But those humans are a result of many things, thus there actions were. A person is in part genetic, in part their up-bringing. So if their society taught them to escape at all costs, that it was okay to risk the murder of pacifists, then their society or whoever taught them that is to blame, so yes, also a small piece of the humanity that formed them.
Lol. I just KNEW this perspective would come. Once again, this goes back to the black and white scenario. 99% of the people living on this Earth don't condone the murder of innocents. 99% of the people living today have a sense of morals, standards, and fairness when taken as individuals. Therefore, while horrible acts are often done by people who get caught up in massive events, most people generally try and foster positive qualities for both themselves and their society.
Do you really believe that the future society in which these characters lived really fostered the murder of pacifists? Or did that society, in general, and like our own, stress something better?
We know that they stressed the latter and as such, these acts were the acts of individuals who were not representative of humanity as a whole or what many define humanity as i.e. compassion, caring, and understanding for others.

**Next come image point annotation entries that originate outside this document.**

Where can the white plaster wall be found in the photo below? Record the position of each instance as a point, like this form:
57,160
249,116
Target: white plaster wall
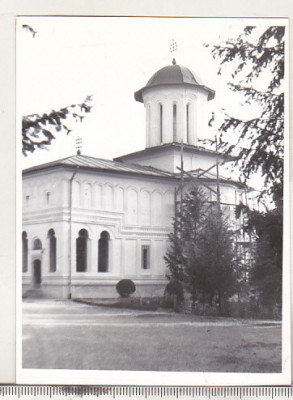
134,210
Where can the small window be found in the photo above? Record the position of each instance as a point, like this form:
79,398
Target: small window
187,124
145,257
52,250
161,123
81,250
37,244
24,252
103,249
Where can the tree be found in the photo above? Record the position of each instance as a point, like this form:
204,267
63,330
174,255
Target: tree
201,254
257,63
266,272
38,131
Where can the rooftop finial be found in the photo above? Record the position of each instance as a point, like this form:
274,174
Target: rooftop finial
78,145
173,48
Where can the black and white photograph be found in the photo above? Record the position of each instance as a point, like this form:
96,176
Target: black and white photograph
153,174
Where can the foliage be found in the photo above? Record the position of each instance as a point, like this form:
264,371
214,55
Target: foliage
125,287
38,131
201,241
266,272
175,288
257,63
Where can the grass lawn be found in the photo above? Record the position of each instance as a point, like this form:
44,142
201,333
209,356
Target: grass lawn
148,344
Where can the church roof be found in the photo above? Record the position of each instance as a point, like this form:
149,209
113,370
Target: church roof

Why do we always try and be relative? Why aren't things just simply black and white. Good vs bad. Why must we always try and connect dots between things when sometimes we should just stop and say "No. There is nothing beyond this. It is what it is and they are who they are."
I'm not saying its black and white- far from it. [/quote]
I know you're not saying it's black and white. You're trying to connect too many dots. The actions of the MACO's were the actions of the MACO's. Not humanity as a whole. It's that simple. It's black and it's white.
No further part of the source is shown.